Elle lorgna alors son téléphone, se rappelant qu'il lui avait envoyé un message. Pour la tâche. Si elle pouvait mettre les choses au clair avec lui. Peut-être se faisait-elle des idées. Ils avaient été si proches, il aurait clairement pu en profiter et elle devait bien l'avouer, elle se serait laissée faire. Cependant, il s'était éloigné, il l'avait fui comme si son toucher lui était insupportable. Que devait-elle comprendre ? Elle avait toujours cru que Blake parlait de Bly quand il lui faisait des remarques sur son insatisfaction. Était-ce quelqu'un d'autre ? Avait-elle mal compris ? Pourtant au restaurant, cela avait été si bien.
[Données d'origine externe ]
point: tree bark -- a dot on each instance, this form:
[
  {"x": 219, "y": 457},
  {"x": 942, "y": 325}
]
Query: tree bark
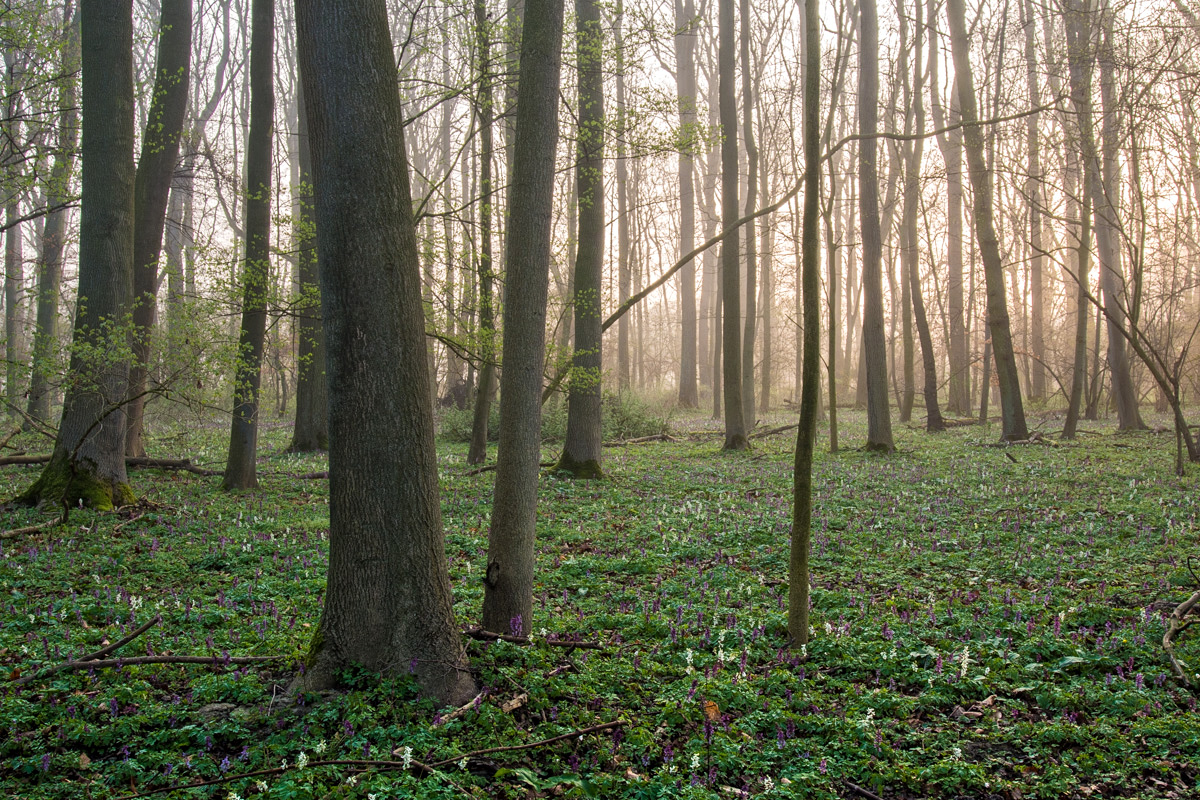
[
  {"x": 1012, "y": 410},
  {"x": 240, "y": 469},
  {"x": 685, "y": 97},
  {"x": 879, "y": 422},
  {"x": 311, "y": 429},
  {"x": 388, "y": 600},
  {"x": 805, "y": 440},
  {"x": 508, "y": 588},
  {"x": 731, "y": 334},
  {"x": 750, "y": 250},
  {"x": 88, "y": 463},
  {"x": 581, "y": 451},
  {"x": 49, "y": 270},
  {"x": 151, "y": 187}
]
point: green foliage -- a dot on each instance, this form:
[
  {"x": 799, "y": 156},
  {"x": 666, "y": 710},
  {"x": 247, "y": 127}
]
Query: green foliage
[{"x": 982, "y": 629}]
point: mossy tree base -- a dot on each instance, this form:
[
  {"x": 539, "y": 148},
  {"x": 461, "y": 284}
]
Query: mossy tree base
[
  {"x": 587, "y": 469},
  {"x": 59, "y": 485}
]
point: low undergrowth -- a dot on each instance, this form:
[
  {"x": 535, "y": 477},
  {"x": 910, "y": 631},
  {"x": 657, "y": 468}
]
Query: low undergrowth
[{"x": 983, "y": 629}]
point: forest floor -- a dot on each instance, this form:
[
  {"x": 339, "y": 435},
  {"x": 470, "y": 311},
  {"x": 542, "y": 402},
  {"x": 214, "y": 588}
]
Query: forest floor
[{"x": 988, "y": 624}]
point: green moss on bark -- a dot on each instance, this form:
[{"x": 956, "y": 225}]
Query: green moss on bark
[
  {"x": 588, "y": 469},
  {"x": 59, "y": 485}
]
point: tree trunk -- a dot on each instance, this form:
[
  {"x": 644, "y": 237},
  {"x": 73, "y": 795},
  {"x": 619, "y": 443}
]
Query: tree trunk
[
  {"x": 731, "y": 334},
  {"x": 240, "y": 469},
  {"x": 748, "y": 235},
  {"x": 805, "y": 441},
  {"x": 49, "y": 275},
  {"x": 477, "y": 452},
  {"x": 1108, "y": 228},
  {"x": 508, "y": 587},
  {"x": 1012, "y": 410},
  {"x": 388, "y": 600},
  {"x": 685, "y": 94},
  {"x": 951, "y": 144},
  {"x": 311, "y": 431},
  {"x": 13, "y": 257},
  {"x": 879, "y": 422},
  {"x": 581, "y": 451},
  {"x": 88, "y": 463},
  {"x": 624, "y": 275},
  {"x": 1033, "y": 200},
  {"x": 151, "y": 187},
  {"x": 911, "y": 259}
]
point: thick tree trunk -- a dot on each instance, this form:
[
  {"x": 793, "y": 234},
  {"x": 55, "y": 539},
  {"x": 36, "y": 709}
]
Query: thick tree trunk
[
  {"x": 731, "y": 332},
  {"x": 151, "y": 187},
  {"x": 88, "y": 463},
  {"x": 508, "y": 587},
  {"x": 311, "y": 429},
  {"x": 685, "y": 95},
  {"x": 49, "y": 269},
  {"x": 879, "y": 422},
  {"x": 581, "y": 451},
  {"x": 240, "y": 469},
  {"x": 388, "y": 601},
  {"x": 1012, "y": 410}
]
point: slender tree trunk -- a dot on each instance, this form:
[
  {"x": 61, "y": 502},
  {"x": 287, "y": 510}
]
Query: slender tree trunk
[
  {"x": 581, "y": 451},
  {"x": 240, "y": 469},
  {"x": 486, "y": 389},
  {"x": 1035, "y": 202},
  {"x": 388, "y": 602},
  {"x": 805, "y": 440},
  {"x": 13, "y": 256},
  {"x": 685, "y": 94},
  {"x": 49, "y": 271},
  {"x": 311, "y": 431},
  {"x": 151, "y": 187},
  {"x": 624, "y": 275},
  {"x": 1013, "y": 413},
  {"x": 879, "y": 422},
  {"x": 508, "y": 584},
  {"x": 951, "y": 144},
  {"x": 731, "y": 332},
  {"x": 750, "y": 251},
  {"x": 1108, "y": 228},
  {"x": 88, "y": 463}
]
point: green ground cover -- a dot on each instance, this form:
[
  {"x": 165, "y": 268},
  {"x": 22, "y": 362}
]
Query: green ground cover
[{"x": 984, "y": 627}]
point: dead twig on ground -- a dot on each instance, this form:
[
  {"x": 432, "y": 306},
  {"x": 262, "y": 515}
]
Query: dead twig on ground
[{"x": 1176, "y": 625}]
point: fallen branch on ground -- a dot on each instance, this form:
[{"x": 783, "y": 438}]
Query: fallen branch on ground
[
  {"x": 91, "y": 656},
  {"x": 785, "y": 428},
  {"x": 30, "y": 529},
  {"x": 213, "y": 661},
  {"x": 640, "y": 440},
  {"x": 1177, "y": 625},
  {"x": 489, "y": 636},
  {"x": 509, "y": 749}
]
Il l'avait soutenue. Enfin, elle avait cru cela. Il avait tout gâché en voulant s'approprier les bénéfices de ses idées. Finalement, qui était Bly ? Un autre de ces hommes qui profitent des jeunes femmes travailleuses et courageuses ?

- Raahhhhh !

Le coussin vola à travers la pièce. Il n'y avait pas cinquante moyens pour être fixée ! Elle devait apprendre à le connaître. En tout bien, tout honneur. Juste pour savoir si elle devait s'en faire un ennemi. Ce dont elle était presque persuadée. Elle avisa l'heure : vingt-et-une heures trente. Un peu tard peut-être. Tant pis ! Elle ouvrit le fil de discussion et lança les hostilités. Evidemment, elle ne savait pas trop par quoi commencer. S'excuser ? Oui mais de quoi ? Elle n'avait rien à se reprocher. Elle écrivit d'abord un simple bonsoir. Elle verrait bien s'il répondait, peut-être n'était-il pas disponible. Cela mettrait fin à sa tentative pathétique d'apprendre à le connaître. Il ne répondait pas, voilà, l'affaire était réglée !
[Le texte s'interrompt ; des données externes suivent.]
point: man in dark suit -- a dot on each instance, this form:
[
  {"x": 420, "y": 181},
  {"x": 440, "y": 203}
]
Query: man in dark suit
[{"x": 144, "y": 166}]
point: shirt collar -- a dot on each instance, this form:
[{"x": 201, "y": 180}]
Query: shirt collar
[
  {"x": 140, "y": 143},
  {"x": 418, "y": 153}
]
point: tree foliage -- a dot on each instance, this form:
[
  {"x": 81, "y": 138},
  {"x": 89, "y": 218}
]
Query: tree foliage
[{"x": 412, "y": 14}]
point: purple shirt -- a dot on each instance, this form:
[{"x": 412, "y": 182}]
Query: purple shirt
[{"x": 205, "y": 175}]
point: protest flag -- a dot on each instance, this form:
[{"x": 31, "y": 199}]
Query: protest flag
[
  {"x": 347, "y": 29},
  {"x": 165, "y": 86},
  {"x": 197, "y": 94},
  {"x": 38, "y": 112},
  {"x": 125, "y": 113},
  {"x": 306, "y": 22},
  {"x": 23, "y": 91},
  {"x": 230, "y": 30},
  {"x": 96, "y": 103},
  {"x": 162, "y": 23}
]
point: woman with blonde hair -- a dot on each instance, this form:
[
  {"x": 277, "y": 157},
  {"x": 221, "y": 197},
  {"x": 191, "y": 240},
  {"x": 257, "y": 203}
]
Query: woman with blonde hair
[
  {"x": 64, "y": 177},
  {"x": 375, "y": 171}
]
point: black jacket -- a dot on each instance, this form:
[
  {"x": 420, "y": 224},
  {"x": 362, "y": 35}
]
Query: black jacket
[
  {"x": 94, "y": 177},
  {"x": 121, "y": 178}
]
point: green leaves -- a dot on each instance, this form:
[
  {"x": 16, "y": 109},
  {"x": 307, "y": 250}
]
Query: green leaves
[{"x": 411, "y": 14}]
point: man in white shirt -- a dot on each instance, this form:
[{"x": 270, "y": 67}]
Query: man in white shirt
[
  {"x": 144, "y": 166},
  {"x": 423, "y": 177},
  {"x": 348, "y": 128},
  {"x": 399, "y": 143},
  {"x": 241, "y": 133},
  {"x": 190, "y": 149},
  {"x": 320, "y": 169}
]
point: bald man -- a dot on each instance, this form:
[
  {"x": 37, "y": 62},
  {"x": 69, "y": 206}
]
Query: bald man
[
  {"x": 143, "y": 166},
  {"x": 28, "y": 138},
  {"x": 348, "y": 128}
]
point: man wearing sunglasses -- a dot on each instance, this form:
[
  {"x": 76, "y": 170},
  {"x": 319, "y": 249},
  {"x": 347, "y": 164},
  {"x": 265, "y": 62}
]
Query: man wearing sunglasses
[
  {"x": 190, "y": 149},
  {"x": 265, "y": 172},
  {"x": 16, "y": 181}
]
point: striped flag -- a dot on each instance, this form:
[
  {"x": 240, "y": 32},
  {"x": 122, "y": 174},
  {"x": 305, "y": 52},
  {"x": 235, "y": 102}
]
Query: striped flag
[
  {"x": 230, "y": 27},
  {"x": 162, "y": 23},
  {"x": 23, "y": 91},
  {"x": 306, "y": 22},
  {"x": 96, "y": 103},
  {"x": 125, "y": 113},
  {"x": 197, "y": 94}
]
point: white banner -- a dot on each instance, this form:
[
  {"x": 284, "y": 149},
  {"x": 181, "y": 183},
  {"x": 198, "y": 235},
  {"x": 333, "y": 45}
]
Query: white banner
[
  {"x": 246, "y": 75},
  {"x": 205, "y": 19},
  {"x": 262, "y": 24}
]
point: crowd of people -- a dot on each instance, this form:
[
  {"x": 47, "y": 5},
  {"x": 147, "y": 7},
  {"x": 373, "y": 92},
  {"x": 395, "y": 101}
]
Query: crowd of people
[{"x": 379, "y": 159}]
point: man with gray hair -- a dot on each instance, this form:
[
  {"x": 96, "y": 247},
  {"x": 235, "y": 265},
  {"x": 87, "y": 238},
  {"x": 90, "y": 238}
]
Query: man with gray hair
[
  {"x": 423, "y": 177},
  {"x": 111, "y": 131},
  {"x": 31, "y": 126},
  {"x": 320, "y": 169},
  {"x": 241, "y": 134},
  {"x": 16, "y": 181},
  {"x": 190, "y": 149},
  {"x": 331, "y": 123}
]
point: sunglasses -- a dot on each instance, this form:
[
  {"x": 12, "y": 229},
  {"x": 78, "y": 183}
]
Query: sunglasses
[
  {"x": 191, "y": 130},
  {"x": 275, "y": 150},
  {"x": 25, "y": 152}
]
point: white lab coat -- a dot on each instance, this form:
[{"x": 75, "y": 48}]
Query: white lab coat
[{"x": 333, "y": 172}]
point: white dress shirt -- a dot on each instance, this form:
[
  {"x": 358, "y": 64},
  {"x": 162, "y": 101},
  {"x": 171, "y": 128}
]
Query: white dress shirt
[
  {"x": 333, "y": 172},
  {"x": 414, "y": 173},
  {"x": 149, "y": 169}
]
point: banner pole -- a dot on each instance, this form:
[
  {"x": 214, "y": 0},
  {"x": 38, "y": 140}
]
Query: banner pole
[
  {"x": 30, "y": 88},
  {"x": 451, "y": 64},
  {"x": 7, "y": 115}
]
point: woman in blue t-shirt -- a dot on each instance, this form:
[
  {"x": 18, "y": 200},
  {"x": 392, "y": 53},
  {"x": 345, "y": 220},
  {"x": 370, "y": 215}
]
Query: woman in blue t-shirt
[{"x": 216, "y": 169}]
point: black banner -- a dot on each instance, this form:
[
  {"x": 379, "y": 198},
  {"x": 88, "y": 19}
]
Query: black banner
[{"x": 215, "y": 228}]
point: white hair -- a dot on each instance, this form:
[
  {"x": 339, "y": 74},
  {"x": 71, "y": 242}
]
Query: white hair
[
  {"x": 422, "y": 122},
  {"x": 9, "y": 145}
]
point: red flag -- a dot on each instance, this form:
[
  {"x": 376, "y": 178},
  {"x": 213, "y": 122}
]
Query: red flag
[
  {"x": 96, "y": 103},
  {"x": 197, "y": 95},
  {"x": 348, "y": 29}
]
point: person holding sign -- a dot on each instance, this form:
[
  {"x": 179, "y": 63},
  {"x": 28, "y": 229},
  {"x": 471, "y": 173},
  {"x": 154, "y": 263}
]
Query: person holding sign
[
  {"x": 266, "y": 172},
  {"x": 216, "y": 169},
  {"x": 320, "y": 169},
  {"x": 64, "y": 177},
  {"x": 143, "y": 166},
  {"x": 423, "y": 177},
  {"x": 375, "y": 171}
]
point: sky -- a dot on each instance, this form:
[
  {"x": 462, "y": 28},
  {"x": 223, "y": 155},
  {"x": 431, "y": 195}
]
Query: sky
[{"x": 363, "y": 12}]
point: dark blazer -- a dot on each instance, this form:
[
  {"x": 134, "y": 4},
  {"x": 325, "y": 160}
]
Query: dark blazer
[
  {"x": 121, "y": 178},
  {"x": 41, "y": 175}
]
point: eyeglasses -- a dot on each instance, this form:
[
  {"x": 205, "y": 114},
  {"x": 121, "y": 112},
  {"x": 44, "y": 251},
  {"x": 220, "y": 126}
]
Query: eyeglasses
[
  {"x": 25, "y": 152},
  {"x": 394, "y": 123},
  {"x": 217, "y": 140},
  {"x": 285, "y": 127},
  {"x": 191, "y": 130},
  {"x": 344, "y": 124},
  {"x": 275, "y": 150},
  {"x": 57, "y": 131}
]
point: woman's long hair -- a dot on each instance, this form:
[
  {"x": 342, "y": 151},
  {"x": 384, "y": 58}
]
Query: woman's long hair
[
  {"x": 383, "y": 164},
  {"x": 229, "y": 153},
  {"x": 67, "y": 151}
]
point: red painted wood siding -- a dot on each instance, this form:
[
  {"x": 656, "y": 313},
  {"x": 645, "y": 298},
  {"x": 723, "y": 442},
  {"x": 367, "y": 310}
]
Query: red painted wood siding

Alors que nerveusement, elle se levait pour aller se coucher, la sonnerie de notification retentit.

Bonsoir. Vous avez besoin de quelque chose ?

Non, je voulais juste ...

Elle effaça le message qu'elle venait de taper, ne sachant pas comment formuler les choses. Elle reprit ensuite en choisissant la sincérité. Il se moquerait peut-être d'elle, mais qu'en avait-elle à faire ? Elle nierait tout en bloc s'il en parlait au bureau.
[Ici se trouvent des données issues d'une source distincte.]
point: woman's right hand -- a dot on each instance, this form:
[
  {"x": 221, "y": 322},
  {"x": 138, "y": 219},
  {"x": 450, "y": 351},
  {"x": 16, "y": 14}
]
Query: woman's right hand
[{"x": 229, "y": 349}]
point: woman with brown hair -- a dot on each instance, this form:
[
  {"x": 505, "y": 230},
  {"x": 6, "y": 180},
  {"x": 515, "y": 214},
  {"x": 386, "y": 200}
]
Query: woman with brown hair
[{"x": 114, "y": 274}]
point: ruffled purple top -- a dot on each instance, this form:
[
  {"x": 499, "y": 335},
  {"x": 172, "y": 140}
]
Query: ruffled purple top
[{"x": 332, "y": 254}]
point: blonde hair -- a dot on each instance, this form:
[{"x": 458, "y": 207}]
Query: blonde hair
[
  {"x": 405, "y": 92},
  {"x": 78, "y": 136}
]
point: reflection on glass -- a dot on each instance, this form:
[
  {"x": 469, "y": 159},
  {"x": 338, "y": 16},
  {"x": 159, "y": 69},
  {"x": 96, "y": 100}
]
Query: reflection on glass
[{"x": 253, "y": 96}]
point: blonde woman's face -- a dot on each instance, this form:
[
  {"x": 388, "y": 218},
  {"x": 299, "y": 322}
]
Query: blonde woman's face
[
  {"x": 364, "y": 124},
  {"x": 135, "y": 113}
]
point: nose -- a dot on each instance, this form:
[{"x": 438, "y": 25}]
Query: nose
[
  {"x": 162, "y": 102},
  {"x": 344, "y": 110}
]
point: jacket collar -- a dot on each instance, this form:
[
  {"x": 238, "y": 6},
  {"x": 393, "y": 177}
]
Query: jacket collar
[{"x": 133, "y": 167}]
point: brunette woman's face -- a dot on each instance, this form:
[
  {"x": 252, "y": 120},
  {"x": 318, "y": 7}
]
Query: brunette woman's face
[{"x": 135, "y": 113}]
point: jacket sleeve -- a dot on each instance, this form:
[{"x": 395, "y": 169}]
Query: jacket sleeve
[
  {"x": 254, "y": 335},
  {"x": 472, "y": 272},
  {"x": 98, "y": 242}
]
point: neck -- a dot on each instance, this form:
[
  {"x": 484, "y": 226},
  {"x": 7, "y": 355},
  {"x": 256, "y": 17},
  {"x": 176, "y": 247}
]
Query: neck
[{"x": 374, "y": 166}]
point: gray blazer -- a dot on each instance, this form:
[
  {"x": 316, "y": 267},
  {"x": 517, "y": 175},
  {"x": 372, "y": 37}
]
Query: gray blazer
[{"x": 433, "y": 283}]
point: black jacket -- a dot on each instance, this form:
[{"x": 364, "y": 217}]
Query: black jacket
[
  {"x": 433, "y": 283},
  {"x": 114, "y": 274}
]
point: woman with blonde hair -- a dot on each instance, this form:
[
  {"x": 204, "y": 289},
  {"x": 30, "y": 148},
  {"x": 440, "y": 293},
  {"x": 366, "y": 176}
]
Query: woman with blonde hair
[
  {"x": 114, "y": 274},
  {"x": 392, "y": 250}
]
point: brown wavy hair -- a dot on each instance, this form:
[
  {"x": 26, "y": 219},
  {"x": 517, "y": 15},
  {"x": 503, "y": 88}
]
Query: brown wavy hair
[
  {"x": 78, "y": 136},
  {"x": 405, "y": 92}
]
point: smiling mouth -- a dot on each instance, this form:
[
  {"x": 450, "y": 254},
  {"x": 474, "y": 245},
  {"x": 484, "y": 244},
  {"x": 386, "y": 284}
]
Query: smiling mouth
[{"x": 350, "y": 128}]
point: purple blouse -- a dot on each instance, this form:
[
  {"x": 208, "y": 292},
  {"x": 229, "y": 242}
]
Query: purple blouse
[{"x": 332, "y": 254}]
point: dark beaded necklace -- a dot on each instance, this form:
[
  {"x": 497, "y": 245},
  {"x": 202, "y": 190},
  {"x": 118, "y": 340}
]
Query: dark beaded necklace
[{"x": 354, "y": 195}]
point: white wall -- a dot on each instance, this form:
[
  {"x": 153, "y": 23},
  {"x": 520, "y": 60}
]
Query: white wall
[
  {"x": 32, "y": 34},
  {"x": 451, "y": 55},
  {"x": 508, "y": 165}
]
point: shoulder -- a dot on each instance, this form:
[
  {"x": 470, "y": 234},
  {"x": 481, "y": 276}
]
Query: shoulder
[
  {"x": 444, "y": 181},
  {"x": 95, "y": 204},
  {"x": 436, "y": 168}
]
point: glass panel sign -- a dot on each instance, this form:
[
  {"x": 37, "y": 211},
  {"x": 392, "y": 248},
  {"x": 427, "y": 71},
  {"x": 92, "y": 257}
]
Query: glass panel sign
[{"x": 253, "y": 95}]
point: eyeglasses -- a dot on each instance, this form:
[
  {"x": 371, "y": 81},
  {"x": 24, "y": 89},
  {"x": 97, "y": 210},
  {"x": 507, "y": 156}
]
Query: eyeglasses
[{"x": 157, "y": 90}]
Je voulais juste que l'on reparte sur de bonnes bases. 

Je n'ai pas été très agréable avec vous.

J'apprécie votre geste, mais ne serait-il pas

mieux de se voir pour en parler ?

Mily se sentit piégée. Bien sûr qu'apprendre à le connaître de visu serait plus judicieux, mais elle n'était pas prête à l'affronter. Elle ne pouvait pas nier qu'il l'intimidait et qu'elle perdait ses moyens face à lui. Mais jamais elle ne l'avouerait ! Même sous la torture. Alors qu'elle allait répondre, il ajouta :

Je sais qu'il est un peu tard, mais je me

sens un peu seul dans cette nouvelle ville

et j'aime votre compagnie.

Qui était-elle pour rejeter une demande si polie ? Elle comprenait ce sentiment de solitude qui lui broyait le ventre certains soirs. Elle se leva rapidement et répondit sans attendre craignant de changer d'avis.

D'accord. Dans une demi-heure ?

Où voulez-vous que l'on se rejoigne ?

Je passe vous prendre.

Elle fut surprise par la promptitude de sa réponse mais elle ne s'en formalisa pas. Il savait où elle habitait puisqu'il était déjà venu pour la soirée au restaurant avec les clients. Cela faisait quinze minutes que le rendez-vous était pris quand la sonnerie de l'interphone retentit. Emilia alla répondre se demanda qui cela pouvait être, c'était bien trop tôt pour être Bly.

- Bonsoir.

- Bonsoir, Emilia c'est moi Bly. Je suis désolé, je suis en avance. C'était juste pour vous dire que vous pouvez descendre quand vous voulez.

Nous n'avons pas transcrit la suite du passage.